このような言い間違いはよくあることです。これは無意識の欲求の反映であると考えられ、今日の言語学者は、疲れているとき、緊張しているとき、あるいは認知機能が最適でないときに言い間違いが起こりやすいことを発見しました(Motley, 2002)。

図11.5 Freudは、私たちは心の活動のごく一部しか認識しておらず、そのほとんどは無意識の中に隠されたままであると考えた。無意識の中にある情報は、私たちが意識していないにもかかわらず、私たちの行動に影響を与えている。

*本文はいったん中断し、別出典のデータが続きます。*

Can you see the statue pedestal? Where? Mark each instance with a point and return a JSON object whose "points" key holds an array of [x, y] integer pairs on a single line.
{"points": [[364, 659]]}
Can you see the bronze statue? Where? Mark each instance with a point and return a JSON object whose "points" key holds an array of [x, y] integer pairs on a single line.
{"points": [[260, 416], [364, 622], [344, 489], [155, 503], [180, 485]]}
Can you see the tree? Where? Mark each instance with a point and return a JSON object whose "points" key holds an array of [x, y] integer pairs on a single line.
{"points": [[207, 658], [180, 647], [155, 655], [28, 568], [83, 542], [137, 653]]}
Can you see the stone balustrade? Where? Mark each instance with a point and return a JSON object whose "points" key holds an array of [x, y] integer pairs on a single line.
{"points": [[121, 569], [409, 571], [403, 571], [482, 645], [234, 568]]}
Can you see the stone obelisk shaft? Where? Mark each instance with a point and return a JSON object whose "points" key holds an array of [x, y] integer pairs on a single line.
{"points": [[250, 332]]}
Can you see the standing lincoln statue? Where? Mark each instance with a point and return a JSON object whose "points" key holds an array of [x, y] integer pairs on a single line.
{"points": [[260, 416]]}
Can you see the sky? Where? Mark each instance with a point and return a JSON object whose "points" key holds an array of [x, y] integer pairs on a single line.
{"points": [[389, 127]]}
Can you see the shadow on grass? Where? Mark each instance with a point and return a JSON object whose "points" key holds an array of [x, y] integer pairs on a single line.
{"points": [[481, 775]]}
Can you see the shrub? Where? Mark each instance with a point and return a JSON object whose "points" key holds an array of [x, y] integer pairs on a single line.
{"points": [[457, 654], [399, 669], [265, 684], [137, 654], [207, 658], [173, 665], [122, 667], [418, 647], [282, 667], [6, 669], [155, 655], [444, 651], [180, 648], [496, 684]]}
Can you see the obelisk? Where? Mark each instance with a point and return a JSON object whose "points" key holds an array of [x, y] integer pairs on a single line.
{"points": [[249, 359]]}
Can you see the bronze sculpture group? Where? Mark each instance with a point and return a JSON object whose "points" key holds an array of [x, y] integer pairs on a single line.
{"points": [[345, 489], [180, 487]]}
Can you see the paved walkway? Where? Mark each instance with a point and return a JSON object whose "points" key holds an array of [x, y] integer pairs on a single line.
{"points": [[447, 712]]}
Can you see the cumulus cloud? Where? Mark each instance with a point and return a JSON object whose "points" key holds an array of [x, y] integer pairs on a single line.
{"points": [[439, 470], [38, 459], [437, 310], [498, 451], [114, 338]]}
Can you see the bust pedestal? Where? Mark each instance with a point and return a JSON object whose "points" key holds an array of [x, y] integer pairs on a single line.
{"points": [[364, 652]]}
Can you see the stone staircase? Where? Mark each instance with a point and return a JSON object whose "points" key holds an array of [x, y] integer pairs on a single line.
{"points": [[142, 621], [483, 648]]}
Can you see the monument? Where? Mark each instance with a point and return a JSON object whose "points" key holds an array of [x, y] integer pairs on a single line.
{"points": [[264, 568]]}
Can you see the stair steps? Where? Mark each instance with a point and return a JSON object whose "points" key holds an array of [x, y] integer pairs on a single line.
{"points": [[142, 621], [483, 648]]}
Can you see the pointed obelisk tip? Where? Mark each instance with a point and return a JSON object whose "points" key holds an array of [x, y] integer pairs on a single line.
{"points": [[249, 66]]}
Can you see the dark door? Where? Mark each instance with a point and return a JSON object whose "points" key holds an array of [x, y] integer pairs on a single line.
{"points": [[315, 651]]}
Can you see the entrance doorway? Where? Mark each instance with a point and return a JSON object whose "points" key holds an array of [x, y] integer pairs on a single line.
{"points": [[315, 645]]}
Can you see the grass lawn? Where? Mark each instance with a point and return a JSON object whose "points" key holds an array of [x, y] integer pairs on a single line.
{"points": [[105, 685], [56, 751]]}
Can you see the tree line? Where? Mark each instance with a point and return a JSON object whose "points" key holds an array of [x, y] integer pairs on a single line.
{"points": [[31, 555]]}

Freudによると、人間の性格は、生物学的な攻撃性や快楽を求める衝動と、それらの衝動に対する内的な(社会的な)コントロールという2つの力の対立から生まれるとしています。私たちの性格は、この2つの力のバランスを取ろうとする努力の結果ということです。Freudは、私たちの心の中にある3つの相互作用するシステムを想像することで、これを理解することができると提案しました。Freudは、これらをイド、自我、超自我と呼びました(図11.6)。

図11.6 自我の仕事は、イドの攻撃的/快楽追求の欲求と、超自我の道徳的制御のバランスをとることである。

無意識のイドidには、人間の最も原始的な欲求や衝動が含まれており、生まれたときから存在しています。イドは、飢え、渇き、性欲などの衝動を司ります。Freudは、イドが「快楽原則」と呼ばれる、即時的な満足を求める行動をとると考えました。

自我と超自我は、親や周囲の人との社会的相互作用を通じて発達し、イドをコントロールするようになります。超自我superegoは、子供が他の人と交流し、善悪の社会的ルールを学ぶことで発達します。超自我は私たちの良心として働き、どのように行動すべきかを教えてくれる道徳的な羅針盤です。超自我は完璧を求め、私たちの行動を判断し、誇りを感じたり、理想に届かない場合には罪悪感を感じたりします。そして、本能的なイドやルールに基づく超自我とは対照的に、自我は性格の合理的な部分です。Freudは自我を「自己」と考え、性格の他者から見える部分であるとしました。自我の仕事は、現実の文脈の中でイドと超自我の要求のバランスをとることであり、Freudが「現実原則」と呼んだものに基づいて活動しています。自我は、イドがその欲求を現実的な方法で満たすのを助けます。

イドと超自我は常に対立しています。イドは結果に関わらず早く満足を得たいと思っていますが、超自我は社会的に受け入れられる方法で行動しなければならないと言っています。そのため、自我の仕事は妥協点を見つけることになります。自我は、罪悪感を抱かない合理的な方法で、イドの欲求を満たす手助けをするのです。Freudによると、自我がしっかりしていて、イドと超自我の要求のバランスをとることができる人は、健全な性格を持っているといいます。Freudは、このシステムのバランスが崩れると、神経症neurosis(否定的な感情を経験する傾向)や不安障害、不健康な行動につながると主張しました。例えば、イドに支配されている人は、自己愛が強く、衝動的である可能性があります。また、超自我が支配的な人は、罪悪感に支配され、社会的に認められている楽しみでさえも自分で否定してしまうかもしれません。逆に、超自我が弱かったり、なかったりすると、サイコパスになってしまうかもしれません。過剰に支配的な超自我は、現実に対して理性的に把握する傾向が強すぎて、自分の感情的な欲求に気づかない過剰管理者や、過剰に防衛的な(自我の防衛機制を使いすぎる)神経症患者に見られるかもしれません。